Já com o virabrequim a 180 graus, um pistão sobe enquanto o outro desce. O intervalo é de 540 graus entre uma explosão e a próxima, em um mesmo cilindro. Há então maior disposição para as altas rotações e vibrações mais finas. As Kawasaki também adotam essa arquitetura.

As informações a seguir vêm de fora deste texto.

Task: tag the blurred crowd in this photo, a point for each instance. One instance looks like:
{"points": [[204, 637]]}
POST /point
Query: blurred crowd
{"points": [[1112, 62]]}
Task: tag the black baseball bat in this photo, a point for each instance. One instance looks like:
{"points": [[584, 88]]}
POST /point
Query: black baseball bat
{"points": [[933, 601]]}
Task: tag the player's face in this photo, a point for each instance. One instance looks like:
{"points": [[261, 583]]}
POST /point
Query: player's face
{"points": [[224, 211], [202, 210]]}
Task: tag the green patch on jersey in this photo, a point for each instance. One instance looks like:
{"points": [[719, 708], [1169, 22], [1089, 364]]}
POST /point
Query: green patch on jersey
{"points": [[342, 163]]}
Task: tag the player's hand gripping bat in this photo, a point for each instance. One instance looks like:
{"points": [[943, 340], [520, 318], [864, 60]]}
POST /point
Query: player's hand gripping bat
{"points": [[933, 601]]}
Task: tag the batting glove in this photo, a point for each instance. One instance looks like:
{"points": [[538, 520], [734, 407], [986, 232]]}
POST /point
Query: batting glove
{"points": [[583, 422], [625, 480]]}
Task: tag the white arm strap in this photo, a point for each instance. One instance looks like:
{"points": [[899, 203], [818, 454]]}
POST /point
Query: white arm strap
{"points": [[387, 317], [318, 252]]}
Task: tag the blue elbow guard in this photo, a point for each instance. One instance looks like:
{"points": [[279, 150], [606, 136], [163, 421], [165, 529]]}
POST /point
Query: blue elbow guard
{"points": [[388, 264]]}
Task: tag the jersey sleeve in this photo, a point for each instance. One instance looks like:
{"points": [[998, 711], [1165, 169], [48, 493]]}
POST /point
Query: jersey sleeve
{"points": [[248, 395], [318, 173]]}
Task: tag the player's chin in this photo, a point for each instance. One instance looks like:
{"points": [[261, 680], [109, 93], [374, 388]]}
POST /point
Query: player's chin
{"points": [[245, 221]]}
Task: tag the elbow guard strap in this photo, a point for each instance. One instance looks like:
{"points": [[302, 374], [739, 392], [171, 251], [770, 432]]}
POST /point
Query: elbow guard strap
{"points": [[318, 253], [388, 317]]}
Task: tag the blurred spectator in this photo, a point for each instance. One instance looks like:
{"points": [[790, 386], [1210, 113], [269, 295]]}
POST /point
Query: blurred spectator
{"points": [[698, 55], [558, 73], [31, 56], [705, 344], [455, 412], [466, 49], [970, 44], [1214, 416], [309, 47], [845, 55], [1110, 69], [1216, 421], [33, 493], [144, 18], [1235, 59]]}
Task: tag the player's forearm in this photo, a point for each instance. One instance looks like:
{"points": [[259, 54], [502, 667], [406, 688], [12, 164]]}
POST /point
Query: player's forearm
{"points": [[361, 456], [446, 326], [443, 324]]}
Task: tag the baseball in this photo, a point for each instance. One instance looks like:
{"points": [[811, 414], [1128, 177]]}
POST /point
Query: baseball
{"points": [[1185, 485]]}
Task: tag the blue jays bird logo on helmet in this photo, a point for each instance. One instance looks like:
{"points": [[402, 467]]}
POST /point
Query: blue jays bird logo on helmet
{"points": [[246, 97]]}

Na ordem de ignição a 270 graus, modelo dominante atualmente, um mancal está a um quarto de volta do outro, e um mesmo cilindro volta a explodir depois de o pino do virabrequim percorrer 450 graus, o que proporciona uma entrega de torque bastante plana ao longo da faixa de giros do motor. Esse é o padrão de ignição em um V2 a 90 graus. Os pistões nunca ficam parados simultaneamente, reduzindo o impacto entre as bielas e o mancal do virabrequim em uma rotação completa. A Yamaha é pioneira e tem avançado no desenvolvimento dessa modalidade de inline twin.

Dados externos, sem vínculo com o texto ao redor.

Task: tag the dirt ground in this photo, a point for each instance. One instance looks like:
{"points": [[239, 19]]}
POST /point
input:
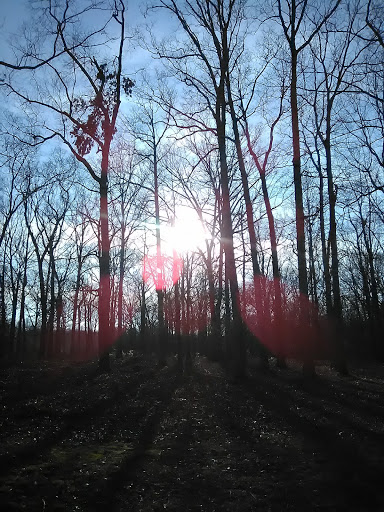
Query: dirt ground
{"points": [[143, 438]]}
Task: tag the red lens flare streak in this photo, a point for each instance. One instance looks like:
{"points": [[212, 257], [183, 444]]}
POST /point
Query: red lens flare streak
{"points": [[286, 322]]}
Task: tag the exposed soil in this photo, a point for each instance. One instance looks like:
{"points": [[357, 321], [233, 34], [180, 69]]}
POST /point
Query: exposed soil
{"points": [[143, 438]]}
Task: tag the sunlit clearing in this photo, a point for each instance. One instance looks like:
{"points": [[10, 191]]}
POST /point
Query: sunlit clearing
{"points": [[162, 271], [186, 235]]}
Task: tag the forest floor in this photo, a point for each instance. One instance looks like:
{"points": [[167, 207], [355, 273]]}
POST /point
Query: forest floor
{"points": [[143, 438]]}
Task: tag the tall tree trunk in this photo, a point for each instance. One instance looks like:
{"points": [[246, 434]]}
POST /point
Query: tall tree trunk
{"points": [[104, 265], [161, 338]]}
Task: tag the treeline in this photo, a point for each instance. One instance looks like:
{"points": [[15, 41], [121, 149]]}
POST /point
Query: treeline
{"points": [[261, 126]]}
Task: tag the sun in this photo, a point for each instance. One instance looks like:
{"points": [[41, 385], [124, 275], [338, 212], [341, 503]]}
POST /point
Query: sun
{"points": [[187, 233]]}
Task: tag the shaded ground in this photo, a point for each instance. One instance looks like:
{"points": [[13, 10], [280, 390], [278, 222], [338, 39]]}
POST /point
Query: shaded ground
{"points": [[145, 439]]}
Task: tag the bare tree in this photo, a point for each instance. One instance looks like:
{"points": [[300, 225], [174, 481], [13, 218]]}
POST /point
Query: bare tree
{"points": [[85, 102]]}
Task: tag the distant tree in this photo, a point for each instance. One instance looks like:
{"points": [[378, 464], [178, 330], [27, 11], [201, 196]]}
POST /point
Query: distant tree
{"points": [[85, 102]]}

A KTM adota em seu poderoso motor de 790 cc a curiosa configuração dos mancais das bielas a 75 graus, ou seja, com intervalos de explosão a cada 435 graus...
CLÁSSICAS ALINHADAS
As clássicas adotam bicilíndricos paralelos quase como regra geral. A exceção é a Kawasaki Z900 RS, quatro cilindros.
A Triumph, por exemplo, divide entre sete modelos clássicos dois diferentes motores bicilíndricos em linha. O mais potente (80 cv) tem 1.200 cc, refrigeração líquida e um só eixo-comando para quatro válvulas por cilindro, com intervalo de ignição a 270 graus, tendência dominante por proporcionar um torque mais aguerrido em baixas e médias rotações. O outro, de 900 cc com a mesma arquitetura, tem 65 cv. Eu já tive a experiência de guiar ambos e, acredite, a entrega de torque é fluente e a pilotagem, empolgante.
A indo-britânica Royal Enfield também adota em seus modelos clássicos Interceptor e Continental GT os motores dois-em-linha de 650cc. São dois cilindros paralelos refrigerados a ar e óleo (grande radiador de óleo na frente). Com intervalo de ignição a 270 graus, como os crossplane da família MT da Yamaha, entre outros, têm um torque fascinante. O máximo de 5,3 kgf.m surge a 5.250 giros, mas a baixos 2.500 rpm, 80% disso já estão chegando à roda.
DOIS-EM-LINHA ORIENTAIS
Os twins não são prerrogativa dos modelos retrô: eles têm sido adotados em muitas motos de design moderno, inclusive esportivas de desempenho agressivo. É mais ou menos consenso atualmente que motocicletas entre 400 cc e 650 cc utilizem motores duplos, embora, é claro, o mundo esteja repleto de exceções a toda afirmação generalista.
No Brasil, se destacam as CB 500, em versões F naked e crossover X, também de motores com ordem de ignição a 270 graus e refrigeração líquida. Com 50,4 cv e torque de 4,55 kgf.m, têm um compromisso muito adequado entre desempenho em alta e torque em médias, além de economia de combustível e muita robustez.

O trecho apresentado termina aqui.